Pasado el primer golpe, se relajan las precauciones y aumentan las víctimas mortales.
La estupidez humana no parece tener límites. En especial, cuando se apodera de quienes administran las instituciones de las cuales depende la seguridad y la supervivencia de millones de seres humanos. Nunca esta falencia se había manifestado de manera tan clara como ante la presencia de una pandemia que casi ningún gobierno ha logrado controlar y a la cual los pueblos menos favorecidos –como los nuestros- enfrentan con una carga inmensa de engaños, ignorancia, escepticismo, miedo y rechazo. Pero no es un cuadro exclusivo de los países subdesarrollados, está presente también en aquellas naciones cuyos líderes se encuentran fuertemente atados a compromisos inmorales con un sistema neoliberal deshumanizante y controlan una emergencia sanitaria desde una perspectiva eminentemente empresarial.
Este virus vino a revelar de golpe la verdadera dimensión de la miseria humana; pero también de la poderosa maquinaria desde cuyos engranajes se manejan las redes de influencia planetaria, los acuerdos secretos de grupos de inmenso poder económico, las presiones de complejos corporativos de los cuales depende la vida humana y la integridad del entorno natural. En fin, de todo ese conjunto de factores cuya presencia ubicua y, en muchos casos anónima, condiciona hasta el más mínimo aspecto de nuestra existencia.

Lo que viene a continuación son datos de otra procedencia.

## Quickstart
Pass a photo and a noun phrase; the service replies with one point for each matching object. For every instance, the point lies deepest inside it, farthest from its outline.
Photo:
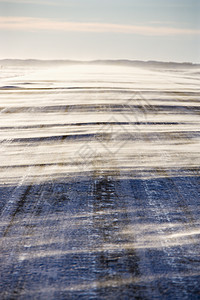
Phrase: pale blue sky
(167, 30)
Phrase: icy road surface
(99, 183)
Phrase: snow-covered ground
(99, 182)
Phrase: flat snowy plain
(99, 182)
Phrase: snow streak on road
(99, 183)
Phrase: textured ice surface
(99, 183)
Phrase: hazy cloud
(35, 24)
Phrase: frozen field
(100, 182)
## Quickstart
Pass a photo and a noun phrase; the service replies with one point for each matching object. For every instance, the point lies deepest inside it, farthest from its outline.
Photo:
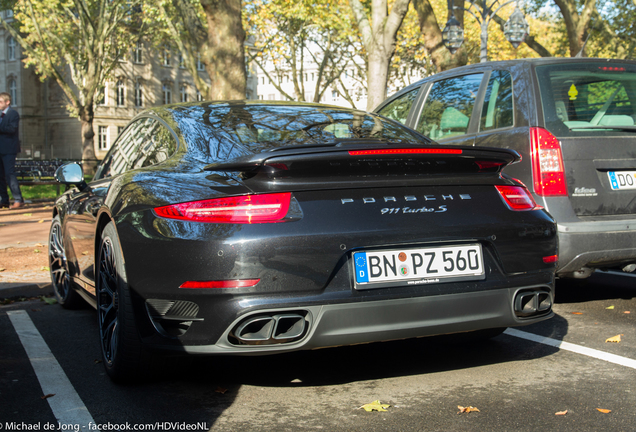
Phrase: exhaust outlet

En estos meses, pero muy puntualmente en las últimas semanas, la falsedad de un discurso político comprometido marca una ruta llena de peligros para una población enfrentada sin herramientas a un enemigo invisible y altamente letal.

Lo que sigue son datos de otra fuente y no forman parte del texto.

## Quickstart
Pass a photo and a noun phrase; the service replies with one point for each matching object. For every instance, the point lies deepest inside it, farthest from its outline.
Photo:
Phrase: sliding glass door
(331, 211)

Ha llegado la hora de la resaca y se empiezan a ver los bordes deshilachados de un tejido institucional débil: falta de infraestructura hospitalaria, carencia de recursos para el personal sanitario, incapacidad para manejar las emergencias y un sistemático ocultamiento de las cifras verdaderas con el absurdo objetivo de presentar una cara un poco más decente ante la comunidad internacional. Sin embargo, ese afán de ocultamiento terminará por estallar cuando las consecuencias de la falta de estrategias sensatas y orientadas al servicio público sean tan abrumadoras que resulte imposible ocultarlas.

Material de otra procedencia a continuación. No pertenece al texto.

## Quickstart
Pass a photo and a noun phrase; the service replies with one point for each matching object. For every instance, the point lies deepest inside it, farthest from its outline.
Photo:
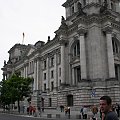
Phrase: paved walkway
(57, 114)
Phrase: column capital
(107, 29)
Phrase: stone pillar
(73, 76)
(47, 74)
(62, 63)
(81, 32)
(67, 12)
(35, 74)
(117, 7)
(75, 7)
(24, 74)
(110, 55)
(55, 71)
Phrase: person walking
(106, 109)
(117, 108)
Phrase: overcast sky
(38, 19)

A todo esto, y debido al caótico y poco eficiente desempeño de las autoridades, se empieza a vislumbrar un relajamiento de las medidas. En parte, por las presiones de los grupos corporativos cuya incidencia en las políticas públicas es de larga data y cuyos intereses comerciales empiezan a mostrar cierto desgaste, y en parte porque la falta de información oportuna y veraz hacia la ciudadanía se traduce en un total desconcierto y, consecuentemente, en una toma de decisiones poco afortunadas y de alto riesgo. No acostumbrada a mantener una rutina de confinamiento durante un tiempo prolongado, la gente se arriesga, sale de su encierro, retoma rutinas normales, desquita su ansiedad en reuniones sociales irresponsables y, finalmente, termina por ocasionar un aumento descontrolado del índice de contagios sin experimentar culpa alguna por el impacto de sus acciones.
La inveterada costumbre -siempre presente en nuestros ámbitos políticos- de otorgar posiciones de enorme responsabilidad a personajes carentes de los conocimientos y la experiencia necesarias para desempeñarlas, ha llevado a nuestros países a una situación cada vez más vulnerable y al fracaso sistemático de los gobiernos de turno. Si esto, en situaciones normales, ya es una tragedia para millones de ciudadanos en situación de pobreza, en estos tiempos de pandemia será una catástrofe humanitaria de proporciones inimaginables. Qué nos depara el destino, es algo imposible de predecir.